Sick of bad dreams? Here's how you can lower your chances of having them
Having a bad dream can spoil a whole night’s worth of sleep.
Waking up in a cold sweat, trying to catch your breath as you remind yourself that dreams aren’t real, fumbling for a light switch in the dark, trying to think of something, anything else to get yourself back to sleep… it’s utterly miserable.
So if there are ways to help keep bad dreams from happening – we’re all ears.
Sleep consultant Maryanne Taylor has shared some tips with Metro.co.uk – just don’t expect them to be quick fixes that stop all nightmares in their tracks.
‘While you can’t necessarily control dreams,’ Maryanne, who established The Sleep Works in 2010, tells us, ‘there are certainly techniques you can use to try and minimise the chance of bad dreams.’
Wind down before nodding off
It’s important to try and switch your brain off as much as possible before bedtime.
‘The more active and “switched on” your brain is before going to sleep, the more likely it is that you will experience disturbing dreams,’ says Maryanne.

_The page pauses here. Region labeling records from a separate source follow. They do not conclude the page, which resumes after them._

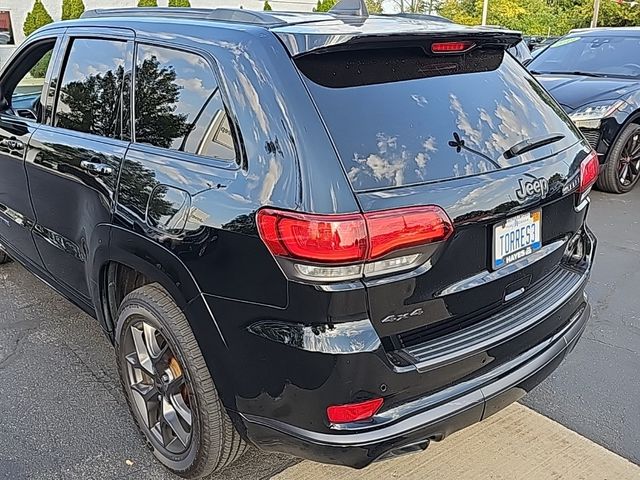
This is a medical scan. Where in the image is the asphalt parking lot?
[0,188,640,480]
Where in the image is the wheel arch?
[602,107,640,164]
[92,225,200,334]
[92,225,236,410]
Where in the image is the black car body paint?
[0,9,595,467]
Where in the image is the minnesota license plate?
[493,210,542,269]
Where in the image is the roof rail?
[80,7,286,27]
[328,0,369,17]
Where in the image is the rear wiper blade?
[504,133,564,158]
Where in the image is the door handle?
[80,160,113,176]
[0,138,24,150]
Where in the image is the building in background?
[0,0,317,67]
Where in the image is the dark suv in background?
[0,3,598,478]
[528,27,640,193]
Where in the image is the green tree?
[438,0,640,35]
[62,0,84,20]
[136,57,193,148]
[365,0,382,14]
[22,0,53,37]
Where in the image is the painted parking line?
[273,404,640,480]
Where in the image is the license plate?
[493,210,542,269]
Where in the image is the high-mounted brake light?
[327,398,384,423]
[257,205,453,281]
[578,150,600,196]
[431,42,476,53]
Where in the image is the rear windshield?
[297,49,579,191]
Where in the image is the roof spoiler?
[328,0,369,18]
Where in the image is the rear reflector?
[327,398,384,423]
[365,206,453,260]
[431,42,475,53]
[257,206,453,264]
[578,150,600,193]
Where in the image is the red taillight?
[365,206,453,260]
[578,151,600,193]
[258,209,367,263]
[431,42,475,53]
[258,206,453,263]
[327,398,384,423]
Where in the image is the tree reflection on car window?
[54,39,128,138]
[135,45,235,160]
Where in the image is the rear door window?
[135,44,236,161]
[297,49,579,191]
[54,38,131,139]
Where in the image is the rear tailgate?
[295,34,589,347]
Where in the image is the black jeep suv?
[0,3,598,477]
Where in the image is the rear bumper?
[240,297,591,468]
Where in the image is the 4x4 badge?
[382,308,424,323]
[516,177,549,200]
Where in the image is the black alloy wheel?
[596,123,640,193]
[121,318,193,456]
[115,283,247,479]
[618,132,640,187]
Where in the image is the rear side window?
[296,48,579,191]
[135,45,236,161]
[54,38,131,138]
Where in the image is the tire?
[596,123,640,193]
[116,284,246,478]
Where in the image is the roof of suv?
[45,6,519,56]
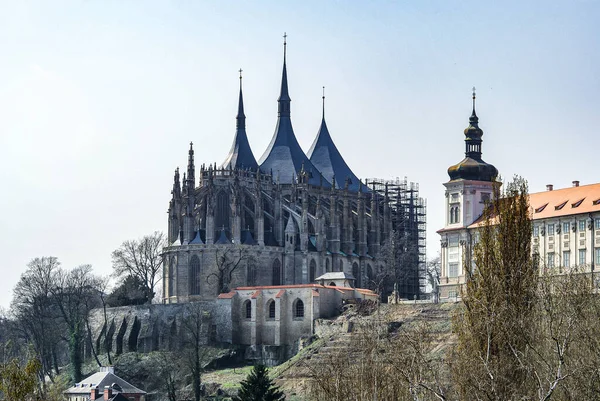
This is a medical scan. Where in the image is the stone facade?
[88,284,377,364]
[162,41,425,304]
[438,94,600,301]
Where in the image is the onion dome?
[259,36,330,187]
[448,88,498,181]
[308,88,361,192]
[221,69,258,171]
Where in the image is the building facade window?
[190,255,201,295]
[308,259,317,283]
[273,259,281,285]
[579,249,585,266]
[448,235,460,247]
[448,263,458,277]
[293,299,304,319]
[548,252,554,269]
[267,299,275,319]
[563,251,571,267]
[244,300,252,319]
[247,263,256,286]
[450,205,460,224]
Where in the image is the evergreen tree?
[233,365,285,401]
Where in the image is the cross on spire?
[322,87,325,118]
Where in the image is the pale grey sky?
[0,0,600,306]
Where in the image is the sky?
[0,0,600,308]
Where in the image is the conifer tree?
[233,365,285,401]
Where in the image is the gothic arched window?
[190,255,200,295]
[292,299,304,319]
[273,259,281,285]
[267,299,275,319]
[367,264,374,281]
[215,191,231,230]
[244,300,252,319]
[246,263,256,286]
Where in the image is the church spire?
[448,87,498,181]
[277,33,292,117]
[322,87,325,121]
[187,142,196,188]
[235,68,246,130]
[221,68,258,171]
[171,167,181,199]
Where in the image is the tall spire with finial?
[308,86,368,192]
[235,68,246,130]
[448,87,498,181]
[221,68,258,170]
[188,142,196,189]
[277,33,292,117]
[259,34,329,187]
[322,87,325,121]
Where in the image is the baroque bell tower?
[438,88,500,299]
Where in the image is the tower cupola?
[448,88,498,181]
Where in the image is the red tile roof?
[462,183,600,228]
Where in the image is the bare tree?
[112,231,166,303]
[51,265,102,382]
[206,246,256,294]
[426,253,442,303]
[11,256,61,383]
[306,314,452,401]
[180,303,210,401]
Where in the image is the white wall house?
[438,96,600,301]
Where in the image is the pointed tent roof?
[308,96,368,192]
[221,70,258,171]
[258,36,330,187]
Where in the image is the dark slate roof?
[258,53,331,187]
[215,229,231,244]
[221,81,258,171]
[308,116,369,192]
[242,230,258,245]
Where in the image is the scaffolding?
[368,177,427,300]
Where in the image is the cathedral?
[163,42,425,303]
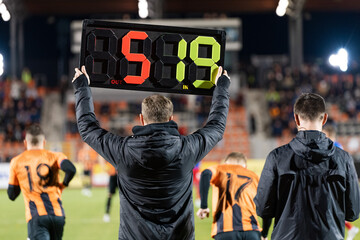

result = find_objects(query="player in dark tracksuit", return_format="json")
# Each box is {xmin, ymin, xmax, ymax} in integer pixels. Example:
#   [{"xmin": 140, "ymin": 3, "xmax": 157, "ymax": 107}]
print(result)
[{"xmin": 73, "ymin": 67, "xmax": 230, "ymax": 240}]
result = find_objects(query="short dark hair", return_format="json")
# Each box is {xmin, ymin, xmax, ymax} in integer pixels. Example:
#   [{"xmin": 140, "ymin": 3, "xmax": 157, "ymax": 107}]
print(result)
[
  {"xmin": 225, "ymin": 152, "xmax": 246, "ymax": 164},
  {"xmin": 294, "ymin": 93, "xmax": 326, "ymax": 122},
  {"xmin": 141, "ymin": 94, "xmax": 174, "ymax": 123},
  {"xmin": 323, "ymin": 123, "xmax": 336, "ymax": 138},
  {"xmin": 26, "ymin": 124, "xmax": 45, "ymax": 146}
]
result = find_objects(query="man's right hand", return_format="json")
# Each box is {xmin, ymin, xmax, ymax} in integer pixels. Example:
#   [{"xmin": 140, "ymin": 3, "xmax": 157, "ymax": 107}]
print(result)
[
  {"xmin": 215, "ymin": 66, "xmax": 230, "ymax": 85},
  {"xmin": 72, "ymin": 66, "xmax": 90, "ymax": 85},
  {"xmin": 196, "ymin": 208, "xmax": 210, "ymax": 219}
]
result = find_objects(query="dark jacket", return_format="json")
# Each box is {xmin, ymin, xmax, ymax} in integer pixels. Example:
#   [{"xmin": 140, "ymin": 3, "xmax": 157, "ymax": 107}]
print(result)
[
  {"xmin": 255, "ymin": 131, "xmax": 360, "ymax": 240},
  {"xmin": 74, "ymin": 75, "xmax": 230, "ymax": 240}
]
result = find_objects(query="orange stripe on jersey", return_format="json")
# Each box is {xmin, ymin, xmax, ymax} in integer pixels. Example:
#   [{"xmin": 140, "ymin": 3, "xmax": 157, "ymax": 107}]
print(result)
[
  {"xmin": 9, "ymin": 150, "xmax": 67, "ymax": 221},
  {"xmin": 209, "ymin": 164, "xmax": 261, "ymax": 237}
]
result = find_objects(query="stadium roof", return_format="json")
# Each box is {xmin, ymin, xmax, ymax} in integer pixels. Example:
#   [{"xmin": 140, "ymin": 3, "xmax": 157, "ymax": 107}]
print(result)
[{"xmin": 23, "ymin": 0, "xmax": 360, "ymax": 15}]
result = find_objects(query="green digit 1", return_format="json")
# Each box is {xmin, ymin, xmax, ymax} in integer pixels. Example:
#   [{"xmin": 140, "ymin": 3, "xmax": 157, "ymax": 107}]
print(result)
[
  {"xmin": 154, "ymin": 34, "xmax": 187, "ymax": 88},
  {"xmin": 189, "ymin": 36, "xmax": 220, "ymax": 89}
]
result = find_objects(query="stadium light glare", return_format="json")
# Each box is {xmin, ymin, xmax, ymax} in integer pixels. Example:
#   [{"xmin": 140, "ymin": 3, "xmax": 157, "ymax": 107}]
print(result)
[
  {"xmin": 0, "ymin": 53, "xmax": 4, "ymax": 76},
  {"xmin": 278, "ymin": 0, "xmax": 289, "ymax": 9},
  {"xmin": 1, "ymin": 11, "xmax": 11, "ymax": 22},
  {"xmin": 329, "ymin": 48, "xmax": 349, "ymax": 72},
  {"xmin": 0, "ymin": 3, "xmax": 7, "ymax": 14},
  {"xmin": 276, "ymin": 6, "xmax": 286, "ymax": 17}
]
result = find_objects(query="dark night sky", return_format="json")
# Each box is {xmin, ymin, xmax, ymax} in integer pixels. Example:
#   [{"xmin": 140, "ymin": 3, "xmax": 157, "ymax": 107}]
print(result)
[{"xmin": 0, "ymin": 13, "xmax": 360, "ymax": 85}]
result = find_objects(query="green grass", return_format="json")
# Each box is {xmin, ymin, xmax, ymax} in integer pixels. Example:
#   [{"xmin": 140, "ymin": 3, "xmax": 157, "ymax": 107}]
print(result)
[{"xmin": 0, "ymin": 188, "xmax": 360, "ymax": 240}]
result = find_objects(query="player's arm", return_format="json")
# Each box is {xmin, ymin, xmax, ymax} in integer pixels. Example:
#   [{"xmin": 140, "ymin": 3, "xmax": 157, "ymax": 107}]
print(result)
[
  {"xmin": 254, "ymin": 152, "xmax": 277, "ymax": 219},
  {"xmin": 73, "ymin": 66, "xmax": 124, "ymax": 166},
  {"xmin": 60, "ymin": 159, "xmax": 76, "ymax": 187},
  {"xmin": 186, "ymin": 67, "xmax": 230, "ymax": 164},
  {"xmin": 261, "ymin": 218, "xmax": 272, "ymax": 239},
  {"xmin": 197, "ymin": 169, "xmax": 213, "ymax": 219},
  {"xmin": 345, "ymin": 153, "xmax": 360, "ymax": 222},
  {"xmin": 7, "ymin": 184, "xmax": 21, "ymax": 201},
  {"xmin": 7, "ymin": 160, "xmax": 21, "ymax": 201}
]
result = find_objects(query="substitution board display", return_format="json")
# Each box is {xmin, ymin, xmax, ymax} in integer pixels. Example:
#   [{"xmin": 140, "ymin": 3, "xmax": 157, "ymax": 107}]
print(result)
[{"xmin": 80, "ymin": 20, "xmax": 225, "ymax": 95}]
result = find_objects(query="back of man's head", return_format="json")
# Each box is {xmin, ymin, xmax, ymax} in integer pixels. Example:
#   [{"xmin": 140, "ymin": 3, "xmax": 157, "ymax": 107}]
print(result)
[
  {"xmin": 225, "ymin": 152, "xmax": 247, "ymax": 168},
  {"xmin": 294, "ymin": 93, "xmax": 326, "ymax": 122},
  {"xmin": 25, "ymin": 124, "xmax": 45, "ymax": 148},
  {"xmin": 141, "ymin": 94, "xmax": 174, "ymax": 123},
  {"xmin": 323, "ymin": 124, "xmax": 336, "ymax": 141}
]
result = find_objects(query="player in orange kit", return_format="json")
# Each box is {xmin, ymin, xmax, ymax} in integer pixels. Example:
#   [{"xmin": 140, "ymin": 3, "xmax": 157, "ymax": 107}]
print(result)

‘Steer clear of electronics and disturbing TV shows. Engage in relaxing and calming activities to reduce anxiety levels by doing something like taking a hot bath or shower, listening to music or audiobook, mindful colouring, and breathing exercises to slow down your breathing.’
Yes, it might be far easier said than done, but the fact remains that lowering your stress levels can improve your sleep – among many, many other things.
‘High levels of stress during the day can be a significant factor in dreams at night,’ Maryanne explains.
‘Use stress reduction techniques such as physical exercise (walking, running, and yoga release endorphins, which are natural mood-enhancing chemicals in the brain); relaxation exercises (taking a hot bath or shower, aromatherapy, music, reading, hobbies); and social support (talking to someone, spending time with family and friends).’
Create a positive sleep environment
You should put a bit of love into the place you do your sleeping, too.
‘Make sure your bedroom is conducive to calm and restful sleep – comfortable temperature, dark and quiet,’ Maryanne instructs.
‘You can add relaxing elements such as an oil diffuser or white noise machine to help create a calm environment.’
Avoid stimulants close to bedtime
We know it’s hard, but your brain and body will thank you for winding down the caffeine and/or booze consumption in the evenings.
‘Caffeine and alcohol can affect the quality of sleep,’ explains Maryanne, ‘and can trigger vivid and disturbing dreams.’
Write it down
It bears repeating that these tips aren’t going to make it so you never have a nightmare again as long as you live.
So the next time you have a bad dream, try writing it down.
‘Writing down your previous dream can help you process underlying emotions or triggers that may contribute to the dream,’ says Maryanne.
‘If the dreams continue on a regular basis, write down what you remember every morning. This can also help identify any pattern or theme which can be addressed during the day.’